Dovetail joints are often used to make the corners of drawers or cabinets, and could best be described as a 'finger locking' joint. They resemble two pieces of a puzzle that are put together. These joints are strong and attractive, but require practice to make well.
To make a dovetail joint by hand, first mark both sides of the joint so you can see the thickness of the wood on each side. Using a tri square and a marking knife, mark all the way around both pieces of wood.
Use a dovetail template to mark the joint pieces, then shade in the areas that should be cut off. This will help you avoid making the wrong half of the dovetail—if you are not careful, you’ll end up with two tails or two pins.
Put the wood pieces in a vice and use a fine-toothed dovetail, backed or tenon saw to cut.
Dovetail with a Router
You can make excellent and precise dovetail joints by using a dovetail jig on a router.
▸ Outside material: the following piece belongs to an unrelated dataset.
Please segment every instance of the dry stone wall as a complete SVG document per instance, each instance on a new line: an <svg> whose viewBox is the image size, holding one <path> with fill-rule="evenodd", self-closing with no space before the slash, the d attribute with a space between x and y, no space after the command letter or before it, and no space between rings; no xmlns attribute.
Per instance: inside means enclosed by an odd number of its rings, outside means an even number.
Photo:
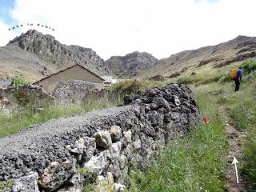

Create the tails or pins, cutting both equal sides at once (both sides together or the front and back together.) Be sure to keep the router guide pushed firmly against the template.
Go from left to right for the cut the first time, then repeat from right to left, moving slowly and keeping the guide pushed firmly on the template to make a precise cut.
Cut the Opposite Sides
Dovetail joints are a challenging woodworking technique, but create strong and beautiful boxes and drawers.